At the outset of hostilities, Arab officials were quick to issue statements condemning Hezbollah and describing its attack on Israel as ‘risky and uncalculated adventurism’. As the conflict dragged on, their resolve weakened. Their later statements were amended. They still did not offer any succour to Hezbollah, but in response to their ‘street’, they castigated Israel. Israel’s war with Hezbollah has been a watershed in the Middle East. The perception of Israel’s diminished deterrence will greatly encourage Syria and Iran. Any perceived dent in Israel’s deterrent capability is a triumph for Islamism, and it will accelerate the Islamisation of the region. The jihadis will have the wind behind their sails. The conflict will embolden Islamist movements throughout the region, not least within the ranks of Hamas.
When I met Israel’s foreign minister, Tzipi Livni, six weeks ago, she spoke confidently of Israel following its evacuation of Gaza with an evacuation of virtually all of the West Bank — by negotiations if possible, unilaterally if necessary. There is little chance now, if ever there was, of bringing these Palestinian zealots to the negotiating table. And it is difficult to see how the Israeli government can move ahead with its plan to evacuate most of the West Bank unilaterally, leaving a de facto Palestinian state behind. If a week is a long time in politics, six weeks is an eternity.
What happens next? There will be pious words about strengthening the sovereignty of the Lebanese government, which means extending its rule throughout the country and curbing Hezbollah’s power. That is not going to happen. There will be pious hopes for the international force, which simply won’t work unless the constituents are actually prepared to die in rather large numbers. And, finally, there will be vigorous attempts by the Europeans to co-opt Hezbollah. That, too, is doomed. The Hezbollah jihadis, like their al-Qa’eda cousins, are marching to a drumbeat that defies conventional political and military sense. They are seeking not only to destroy Israel, but also to realise a supernatural mystical vision that will spread Islam across the face of the earth. It is, no less, a messianic vision that produces a final victory of the forces of good over the forces of evil, presaging the return of the Hidden Imam.
There is a Jewish saying that ‘if you are kind when you should be cruel, in the end you will be cruel when you should be kind’. The international community, stricken by television images of suffering, imposes a solution that provides no solution at all.

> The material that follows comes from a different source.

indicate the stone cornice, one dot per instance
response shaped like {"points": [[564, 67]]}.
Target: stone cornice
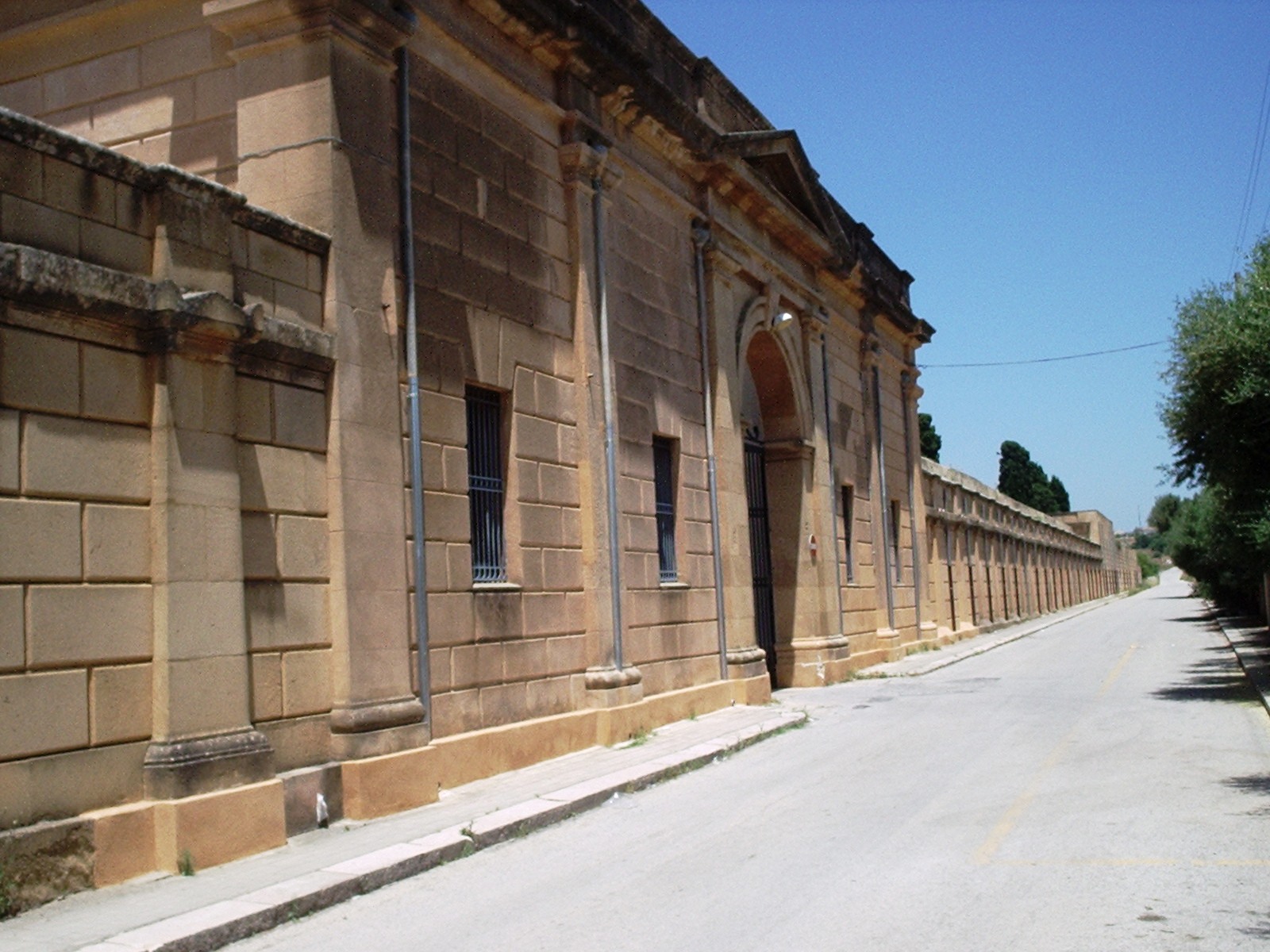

It simply guarantees that the next round will be even more devastating, vicious and deadly.
When the Hezbollah leader, Sheikh Hassan Nasrallah, says Hezbollah will win ‘because the Jews love life and we love death’, he is really on to something. He knows that every dead Lebanese baby, the pathetic fruit of Hezbollah’s cynicism and death cult, will be laid in righteous anger at Israel’s door by Europe’s political and media classes. The one certain prediction is that the terrible harvest of dead innocents has not ended. This is just time out for the sowers and reapers of destruction.